Research project: Shaping Worlds, Shifting Genres: Literary Terraforming 1850–1950
The research project examines German-language literary texts and silent film productions from the nineteenth and twentieth centuries that engage with small- to large-scale transformations of the Earth. In doing so, it traces the terrestrial prehistory of those imaginaries that, since Jack Williamson’s Collision Orbit (1942), have been framed under the concept of terraforming and popularized as a classic trope of science fiction.

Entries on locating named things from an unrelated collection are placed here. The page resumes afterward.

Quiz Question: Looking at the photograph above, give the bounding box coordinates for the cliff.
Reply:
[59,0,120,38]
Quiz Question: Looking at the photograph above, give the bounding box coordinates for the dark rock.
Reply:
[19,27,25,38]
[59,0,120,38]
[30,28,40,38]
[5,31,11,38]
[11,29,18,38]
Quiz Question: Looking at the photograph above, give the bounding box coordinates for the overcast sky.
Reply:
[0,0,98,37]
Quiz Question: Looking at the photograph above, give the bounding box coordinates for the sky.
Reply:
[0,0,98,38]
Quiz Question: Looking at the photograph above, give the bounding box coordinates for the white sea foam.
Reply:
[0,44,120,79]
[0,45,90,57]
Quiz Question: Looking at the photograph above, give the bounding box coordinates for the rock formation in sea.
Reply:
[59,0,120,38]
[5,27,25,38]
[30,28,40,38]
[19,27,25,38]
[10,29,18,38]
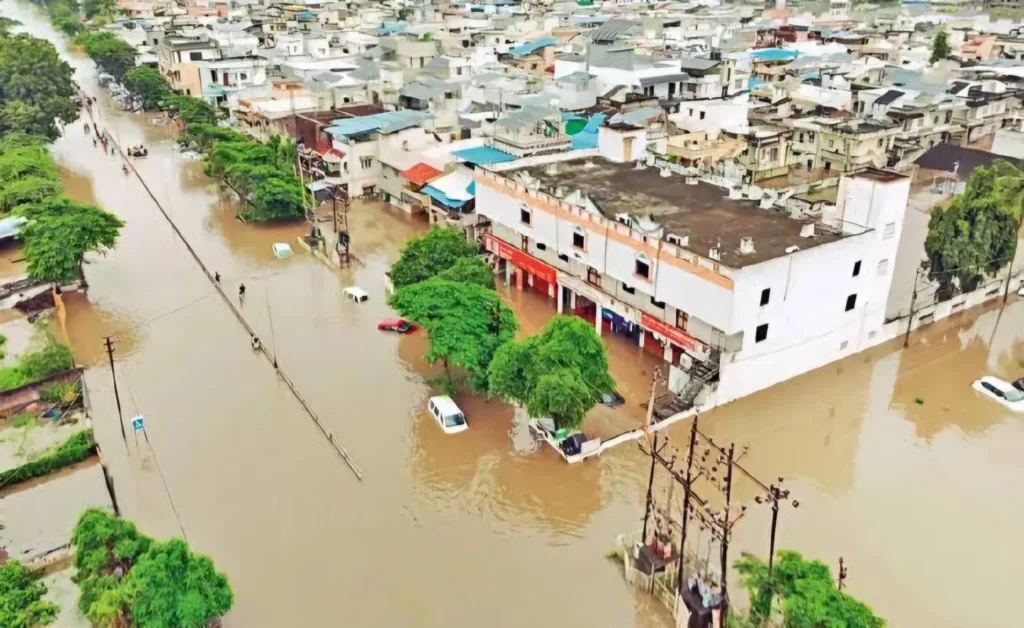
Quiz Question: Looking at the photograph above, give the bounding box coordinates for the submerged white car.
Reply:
[427,395,469,434]
[972,376,1024,412]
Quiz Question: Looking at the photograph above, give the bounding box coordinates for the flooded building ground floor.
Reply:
[0,2,1024,628]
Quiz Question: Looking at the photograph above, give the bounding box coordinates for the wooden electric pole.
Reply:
[104,336,128,447]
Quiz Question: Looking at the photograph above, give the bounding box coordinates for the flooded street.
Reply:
[6,0,1024,628]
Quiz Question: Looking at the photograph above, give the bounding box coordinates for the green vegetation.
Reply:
[0,560,57,628]
[925,159,1024,298]
[388,226,495,290]
[390,277,519,390]
[167,96,219,128]
[931,27,953,64]
[46,0,85,37]
[0,429,96,487]
[0,324,75,391]
[0,30,78,139]
[182,123,305,221]
[39,381,82,404]
[124,66,173,111]
[75,31,136,82]
[0,132,63,213]
[730,550,886,628]
[82,0,117,19]
[72,508,234,628]
[17,198,124,284]
[488,315,615,430]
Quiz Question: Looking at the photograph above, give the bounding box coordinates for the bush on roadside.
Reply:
[0,560,57,628]
[0,429,96,489]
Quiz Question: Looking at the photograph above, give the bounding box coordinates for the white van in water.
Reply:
[427,395,469,434]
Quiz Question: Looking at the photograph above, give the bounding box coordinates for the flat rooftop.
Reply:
[512,159,844,268]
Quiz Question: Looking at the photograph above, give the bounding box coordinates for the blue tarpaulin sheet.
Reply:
[423,185,473,209]
[452,146,515,166]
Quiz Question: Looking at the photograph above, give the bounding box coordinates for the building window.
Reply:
[633,253,650,279]
[572,226,587,249]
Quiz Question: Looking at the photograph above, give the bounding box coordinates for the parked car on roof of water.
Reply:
[377,319,420,334]
[427,394,469,434]
[972,376,1024,412]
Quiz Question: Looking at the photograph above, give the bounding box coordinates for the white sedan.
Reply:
[972,376,1024,412]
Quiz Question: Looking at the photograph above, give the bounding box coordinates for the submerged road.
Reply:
[0,0,1024,628]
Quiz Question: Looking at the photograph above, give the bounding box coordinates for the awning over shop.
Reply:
[398,162,444,185]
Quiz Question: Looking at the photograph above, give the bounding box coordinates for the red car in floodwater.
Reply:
[377,319,420,334]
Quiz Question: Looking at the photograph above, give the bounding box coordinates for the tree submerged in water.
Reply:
[729,550,886,628]
[72,508,234,628]
[488,315,615,430]
[925,159,1024,298]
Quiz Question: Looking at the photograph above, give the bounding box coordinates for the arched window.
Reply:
[634,253,650,279]
[572,226,587,250]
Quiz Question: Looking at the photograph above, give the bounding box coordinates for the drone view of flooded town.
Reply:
[0,0,1024,628]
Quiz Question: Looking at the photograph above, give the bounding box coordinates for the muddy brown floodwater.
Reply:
[0,0,1024,627]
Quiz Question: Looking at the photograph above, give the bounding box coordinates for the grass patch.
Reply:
[0,323,75,391]
[0,429,96,489]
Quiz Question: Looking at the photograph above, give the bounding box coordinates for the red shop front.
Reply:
[483,234,558,297]
[640,312,708,364]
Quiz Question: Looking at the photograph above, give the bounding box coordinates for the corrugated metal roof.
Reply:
[509,37,558,56]
[325,109,432,136]
[640,73,690,87]
[590,19,640,41]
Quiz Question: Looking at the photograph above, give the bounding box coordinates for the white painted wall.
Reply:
[701,175,910,404]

Literary terraforming, according to the project’s underlying hypothesis, generates multidimensional oppositions between human labor and nonhuman forces. These forces manifest in contradictory formations – e.g., as physical energy, as extraterrestrial colonization, or as personified magical helpers. Their representation, in turn, calls for highly diverse stylistic means, often drawing on incompatible literary archetypes from fairy tale, tragedy, epic, social drama, or science fiction. As a result, the terrestrial tradition of geoconstructivist fantasies enacts a constitutive genre-shifting by referencing archetypes from both realist and fantastic traditions as well as from autotelic and engaged literature. Shaping worlds thus becomes legible as an uneven contest of powers – not only between “power” in its energetic, physiological, and socio-economic manifestations but also between innerliterary worldbuilding and the genre-historical possibilities for the anthropogenic (re-)shaping of worlds.
The aim of the project is to identify the procedures through which literary terraforming sustains an ongoing and multidimensional opposition between human labor and nonhuman forces. To this end, it deliberately intertwines and contrasts the fields of environmental studies, labour studies, and genre theory. At the same time, it expands contemporary research on worldbuilding from an ecocritical perspective.